What this blog covered comes down to a few things: the gluteus medius is worth training directly, form and control matter far more than reps or depth, and consistency is what actually produces results.

From what I’ve seen, the people who get the most out of this are the ones who slow down and feel the movement working. If something clicked, I’d love to hear. Drop a comment below!

Frequently Asked Questions

 

How long should you hold the Captain Morgan exercise?

Hold for 20 to 30 seconds per side to start, progressing to 45 seconds. Focus on steady control and proper alignment rather than longer holds that cause loss of balance or poor form.

Is the Captain Morgan exercise good for knee pain?

It can help reduce knee discomfort linked to poor hip stability by improving glute medius strength and knee tracking. For sharp or persistent pain, consult a qualified professional before starting.

Can beginners do the Captain Morgan exercise?

Yes, beginners can perform it easily using wall support for balance. It is a low-impact movement that helps develop basic hip strength, coordination, and alignment without needing any equipment.

What does the Captain Morgan exercise do?

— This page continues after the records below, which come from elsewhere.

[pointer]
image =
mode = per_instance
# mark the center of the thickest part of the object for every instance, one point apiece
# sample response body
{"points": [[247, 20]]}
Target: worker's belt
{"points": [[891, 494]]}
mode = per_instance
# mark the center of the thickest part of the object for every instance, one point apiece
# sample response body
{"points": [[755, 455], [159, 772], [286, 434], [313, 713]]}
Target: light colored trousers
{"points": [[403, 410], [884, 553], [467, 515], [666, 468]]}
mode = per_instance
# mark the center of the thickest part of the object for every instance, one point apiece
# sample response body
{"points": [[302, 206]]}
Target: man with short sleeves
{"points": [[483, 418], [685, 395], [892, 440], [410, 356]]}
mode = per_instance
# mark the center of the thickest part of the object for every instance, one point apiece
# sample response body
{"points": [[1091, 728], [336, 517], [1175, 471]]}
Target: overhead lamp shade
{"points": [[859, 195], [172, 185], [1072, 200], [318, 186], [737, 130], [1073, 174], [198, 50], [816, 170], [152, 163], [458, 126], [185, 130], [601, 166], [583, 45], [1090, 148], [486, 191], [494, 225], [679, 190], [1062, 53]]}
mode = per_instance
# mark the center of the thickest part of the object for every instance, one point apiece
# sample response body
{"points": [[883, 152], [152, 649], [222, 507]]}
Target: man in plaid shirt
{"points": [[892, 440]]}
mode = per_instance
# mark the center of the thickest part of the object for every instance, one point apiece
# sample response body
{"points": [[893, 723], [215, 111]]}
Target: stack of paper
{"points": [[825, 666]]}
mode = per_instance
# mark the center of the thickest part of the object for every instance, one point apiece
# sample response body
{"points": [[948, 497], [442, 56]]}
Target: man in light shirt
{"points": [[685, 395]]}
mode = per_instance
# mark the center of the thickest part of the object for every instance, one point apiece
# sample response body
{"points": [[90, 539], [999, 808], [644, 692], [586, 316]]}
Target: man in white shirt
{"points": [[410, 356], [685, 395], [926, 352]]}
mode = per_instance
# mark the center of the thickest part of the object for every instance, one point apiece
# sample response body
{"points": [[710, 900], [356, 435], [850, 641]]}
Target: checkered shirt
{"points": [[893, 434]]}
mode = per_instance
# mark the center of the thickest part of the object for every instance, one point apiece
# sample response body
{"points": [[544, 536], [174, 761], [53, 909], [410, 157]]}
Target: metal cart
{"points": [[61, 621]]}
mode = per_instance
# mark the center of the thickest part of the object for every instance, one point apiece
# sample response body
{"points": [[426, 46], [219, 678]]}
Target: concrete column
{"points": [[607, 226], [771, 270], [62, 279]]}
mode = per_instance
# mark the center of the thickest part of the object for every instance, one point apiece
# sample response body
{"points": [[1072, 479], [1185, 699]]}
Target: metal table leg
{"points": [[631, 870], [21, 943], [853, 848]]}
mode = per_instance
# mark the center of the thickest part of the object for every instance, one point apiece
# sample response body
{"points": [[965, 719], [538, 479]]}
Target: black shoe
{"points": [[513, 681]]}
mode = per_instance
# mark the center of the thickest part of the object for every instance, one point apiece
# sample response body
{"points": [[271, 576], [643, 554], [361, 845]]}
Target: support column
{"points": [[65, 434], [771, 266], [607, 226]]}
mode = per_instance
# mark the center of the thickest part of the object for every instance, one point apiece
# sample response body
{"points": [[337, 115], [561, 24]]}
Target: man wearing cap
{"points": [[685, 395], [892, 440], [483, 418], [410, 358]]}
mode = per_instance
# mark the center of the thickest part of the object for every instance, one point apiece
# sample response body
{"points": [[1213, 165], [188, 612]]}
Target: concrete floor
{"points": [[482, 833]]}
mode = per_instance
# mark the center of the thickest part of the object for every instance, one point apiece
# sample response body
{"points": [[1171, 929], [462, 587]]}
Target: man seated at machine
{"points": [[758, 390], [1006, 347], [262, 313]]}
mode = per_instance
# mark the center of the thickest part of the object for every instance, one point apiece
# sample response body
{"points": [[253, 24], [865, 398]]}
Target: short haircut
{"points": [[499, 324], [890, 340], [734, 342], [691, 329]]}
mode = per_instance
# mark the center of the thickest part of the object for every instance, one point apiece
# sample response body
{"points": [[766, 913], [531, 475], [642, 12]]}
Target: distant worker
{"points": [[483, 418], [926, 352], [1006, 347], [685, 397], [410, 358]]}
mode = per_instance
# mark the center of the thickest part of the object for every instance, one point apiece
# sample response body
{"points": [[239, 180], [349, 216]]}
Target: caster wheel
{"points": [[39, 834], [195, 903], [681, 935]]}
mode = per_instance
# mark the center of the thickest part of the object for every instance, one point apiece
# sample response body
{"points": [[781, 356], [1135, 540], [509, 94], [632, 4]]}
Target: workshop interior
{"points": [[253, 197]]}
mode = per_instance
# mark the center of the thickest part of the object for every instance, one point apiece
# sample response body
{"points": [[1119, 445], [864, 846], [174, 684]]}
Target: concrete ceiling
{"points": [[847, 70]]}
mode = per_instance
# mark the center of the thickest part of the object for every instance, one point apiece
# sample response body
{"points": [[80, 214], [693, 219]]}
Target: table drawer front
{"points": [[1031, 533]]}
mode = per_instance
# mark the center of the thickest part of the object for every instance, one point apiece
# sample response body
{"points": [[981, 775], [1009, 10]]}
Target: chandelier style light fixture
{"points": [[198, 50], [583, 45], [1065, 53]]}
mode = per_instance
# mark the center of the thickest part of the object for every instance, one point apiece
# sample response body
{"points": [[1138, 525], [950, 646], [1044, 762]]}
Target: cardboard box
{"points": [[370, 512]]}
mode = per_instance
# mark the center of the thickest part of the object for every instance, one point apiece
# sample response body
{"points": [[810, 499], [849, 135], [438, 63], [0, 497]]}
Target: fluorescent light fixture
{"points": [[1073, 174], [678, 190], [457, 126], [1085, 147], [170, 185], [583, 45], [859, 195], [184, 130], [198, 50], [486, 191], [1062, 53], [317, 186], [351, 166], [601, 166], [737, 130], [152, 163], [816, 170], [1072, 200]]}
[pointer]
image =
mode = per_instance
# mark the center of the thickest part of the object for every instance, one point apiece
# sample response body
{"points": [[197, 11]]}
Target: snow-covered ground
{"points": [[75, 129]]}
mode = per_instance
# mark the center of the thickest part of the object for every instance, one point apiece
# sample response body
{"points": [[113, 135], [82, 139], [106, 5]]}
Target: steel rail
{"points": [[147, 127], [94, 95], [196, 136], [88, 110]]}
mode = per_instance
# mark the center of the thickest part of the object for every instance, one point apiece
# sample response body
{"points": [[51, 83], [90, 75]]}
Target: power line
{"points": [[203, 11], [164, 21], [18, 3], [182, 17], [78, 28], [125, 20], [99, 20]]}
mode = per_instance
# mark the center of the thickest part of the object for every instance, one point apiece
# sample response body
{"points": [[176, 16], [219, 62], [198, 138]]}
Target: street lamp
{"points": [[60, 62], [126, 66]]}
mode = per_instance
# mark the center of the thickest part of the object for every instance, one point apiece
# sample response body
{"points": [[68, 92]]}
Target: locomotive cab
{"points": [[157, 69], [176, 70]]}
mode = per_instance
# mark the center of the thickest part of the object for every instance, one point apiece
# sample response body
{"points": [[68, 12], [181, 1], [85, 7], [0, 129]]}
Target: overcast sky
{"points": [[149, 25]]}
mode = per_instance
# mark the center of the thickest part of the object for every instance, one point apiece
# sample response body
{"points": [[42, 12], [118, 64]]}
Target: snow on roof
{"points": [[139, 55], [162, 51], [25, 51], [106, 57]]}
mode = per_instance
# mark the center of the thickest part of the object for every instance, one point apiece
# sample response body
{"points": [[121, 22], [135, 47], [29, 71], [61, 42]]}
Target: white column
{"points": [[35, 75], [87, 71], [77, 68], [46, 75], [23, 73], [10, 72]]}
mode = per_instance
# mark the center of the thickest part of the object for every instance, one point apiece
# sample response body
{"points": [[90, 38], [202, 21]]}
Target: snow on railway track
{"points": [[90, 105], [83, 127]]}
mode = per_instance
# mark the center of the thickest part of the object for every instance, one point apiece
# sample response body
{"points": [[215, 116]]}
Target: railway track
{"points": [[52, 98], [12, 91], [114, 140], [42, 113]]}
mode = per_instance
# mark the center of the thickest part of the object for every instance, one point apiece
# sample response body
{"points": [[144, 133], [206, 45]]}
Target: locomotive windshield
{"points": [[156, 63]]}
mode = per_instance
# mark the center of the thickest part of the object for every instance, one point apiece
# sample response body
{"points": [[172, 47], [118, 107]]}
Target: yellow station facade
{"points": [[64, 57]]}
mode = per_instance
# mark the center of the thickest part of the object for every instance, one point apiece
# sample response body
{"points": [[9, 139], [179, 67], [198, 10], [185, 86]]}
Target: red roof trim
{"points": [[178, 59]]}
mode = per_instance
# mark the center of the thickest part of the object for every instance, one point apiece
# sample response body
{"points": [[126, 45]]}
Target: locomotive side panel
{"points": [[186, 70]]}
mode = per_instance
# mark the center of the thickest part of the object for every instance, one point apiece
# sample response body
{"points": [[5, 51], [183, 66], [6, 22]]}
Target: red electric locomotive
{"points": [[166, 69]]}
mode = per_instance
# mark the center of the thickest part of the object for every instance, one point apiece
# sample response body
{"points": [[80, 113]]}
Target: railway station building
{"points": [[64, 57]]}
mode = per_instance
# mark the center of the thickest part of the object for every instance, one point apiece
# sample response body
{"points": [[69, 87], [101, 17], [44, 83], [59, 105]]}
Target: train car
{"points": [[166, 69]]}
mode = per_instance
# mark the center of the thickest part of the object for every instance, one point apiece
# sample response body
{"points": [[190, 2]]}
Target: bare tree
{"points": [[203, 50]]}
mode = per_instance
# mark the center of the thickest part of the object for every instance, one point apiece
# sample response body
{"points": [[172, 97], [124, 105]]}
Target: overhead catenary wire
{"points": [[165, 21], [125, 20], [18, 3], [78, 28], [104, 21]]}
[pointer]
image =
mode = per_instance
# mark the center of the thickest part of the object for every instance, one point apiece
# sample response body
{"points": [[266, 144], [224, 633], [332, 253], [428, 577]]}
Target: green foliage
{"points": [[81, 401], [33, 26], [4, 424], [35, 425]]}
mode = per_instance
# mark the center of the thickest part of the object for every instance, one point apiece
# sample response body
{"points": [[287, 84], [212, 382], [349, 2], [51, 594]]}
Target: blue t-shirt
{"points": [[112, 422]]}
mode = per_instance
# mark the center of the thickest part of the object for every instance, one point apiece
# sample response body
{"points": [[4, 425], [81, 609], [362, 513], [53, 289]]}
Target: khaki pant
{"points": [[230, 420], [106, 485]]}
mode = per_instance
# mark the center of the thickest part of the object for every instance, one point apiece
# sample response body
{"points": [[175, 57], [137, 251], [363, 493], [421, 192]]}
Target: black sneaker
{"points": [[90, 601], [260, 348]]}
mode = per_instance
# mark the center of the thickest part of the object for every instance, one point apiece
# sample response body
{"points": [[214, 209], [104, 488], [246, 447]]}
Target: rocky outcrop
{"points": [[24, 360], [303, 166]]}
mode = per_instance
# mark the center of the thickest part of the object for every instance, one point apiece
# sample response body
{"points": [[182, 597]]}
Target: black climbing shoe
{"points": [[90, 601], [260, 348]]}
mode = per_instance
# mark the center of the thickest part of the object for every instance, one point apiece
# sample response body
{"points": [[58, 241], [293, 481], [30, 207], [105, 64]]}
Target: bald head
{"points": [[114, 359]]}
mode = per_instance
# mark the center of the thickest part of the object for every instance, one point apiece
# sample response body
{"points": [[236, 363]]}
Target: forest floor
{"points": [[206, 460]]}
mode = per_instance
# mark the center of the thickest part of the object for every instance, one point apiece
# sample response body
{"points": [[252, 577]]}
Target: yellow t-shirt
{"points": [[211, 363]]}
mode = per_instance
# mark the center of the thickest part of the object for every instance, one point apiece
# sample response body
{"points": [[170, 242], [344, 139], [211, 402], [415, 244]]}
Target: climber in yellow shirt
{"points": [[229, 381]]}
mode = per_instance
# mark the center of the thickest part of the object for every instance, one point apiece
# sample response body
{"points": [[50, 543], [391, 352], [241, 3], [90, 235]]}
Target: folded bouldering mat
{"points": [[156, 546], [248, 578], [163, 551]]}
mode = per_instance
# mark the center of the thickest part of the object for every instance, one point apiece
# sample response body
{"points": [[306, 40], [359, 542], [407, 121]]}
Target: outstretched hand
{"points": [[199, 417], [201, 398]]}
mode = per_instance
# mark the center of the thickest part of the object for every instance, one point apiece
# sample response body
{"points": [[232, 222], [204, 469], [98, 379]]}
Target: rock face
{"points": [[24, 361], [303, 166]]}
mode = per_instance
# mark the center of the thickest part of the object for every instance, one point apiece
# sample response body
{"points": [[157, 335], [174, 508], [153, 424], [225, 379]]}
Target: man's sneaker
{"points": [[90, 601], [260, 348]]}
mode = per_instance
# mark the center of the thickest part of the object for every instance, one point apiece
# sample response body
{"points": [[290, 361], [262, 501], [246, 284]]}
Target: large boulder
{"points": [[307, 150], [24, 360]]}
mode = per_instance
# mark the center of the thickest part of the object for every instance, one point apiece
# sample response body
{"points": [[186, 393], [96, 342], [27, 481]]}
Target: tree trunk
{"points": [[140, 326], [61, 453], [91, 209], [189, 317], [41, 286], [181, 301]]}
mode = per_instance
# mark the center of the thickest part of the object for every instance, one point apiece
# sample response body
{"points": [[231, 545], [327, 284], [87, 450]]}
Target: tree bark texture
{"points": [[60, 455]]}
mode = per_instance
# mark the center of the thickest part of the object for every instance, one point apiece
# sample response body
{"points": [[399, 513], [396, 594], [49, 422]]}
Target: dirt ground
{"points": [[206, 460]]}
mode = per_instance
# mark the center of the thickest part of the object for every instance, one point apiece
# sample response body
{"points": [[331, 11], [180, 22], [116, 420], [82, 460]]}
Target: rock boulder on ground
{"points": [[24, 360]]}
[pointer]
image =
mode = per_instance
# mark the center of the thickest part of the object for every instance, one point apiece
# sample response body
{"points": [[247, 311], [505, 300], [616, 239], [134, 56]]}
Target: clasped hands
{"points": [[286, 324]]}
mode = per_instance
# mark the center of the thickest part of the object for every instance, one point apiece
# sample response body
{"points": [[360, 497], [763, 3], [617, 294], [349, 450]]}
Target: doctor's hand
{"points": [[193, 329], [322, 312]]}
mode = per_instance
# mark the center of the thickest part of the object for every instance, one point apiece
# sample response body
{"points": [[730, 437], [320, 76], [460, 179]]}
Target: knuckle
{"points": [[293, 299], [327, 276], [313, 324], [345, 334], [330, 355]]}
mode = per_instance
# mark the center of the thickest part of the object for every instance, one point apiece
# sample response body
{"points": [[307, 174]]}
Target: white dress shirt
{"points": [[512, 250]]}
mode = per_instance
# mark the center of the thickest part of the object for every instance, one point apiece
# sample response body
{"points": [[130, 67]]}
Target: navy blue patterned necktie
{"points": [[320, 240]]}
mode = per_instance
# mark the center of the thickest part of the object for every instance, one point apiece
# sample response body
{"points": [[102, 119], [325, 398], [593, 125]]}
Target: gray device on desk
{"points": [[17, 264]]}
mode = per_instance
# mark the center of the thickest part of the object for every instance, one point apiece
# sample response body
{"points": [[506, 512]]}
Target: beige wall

The Captain Morgan exercise builds isometric strength in the gluteus medius and hip stabilizers. It also engages the core, hip flexors, and ankles, improving balance, control, and overall lower-body stability.

How often should you do the Captain Morgan exercise?

Practice it 3 to 5 times per week for general stability or daily for rehab-focused routines. Its low-impact nature allows frequent use, provided you maintain proper form and controlled execution.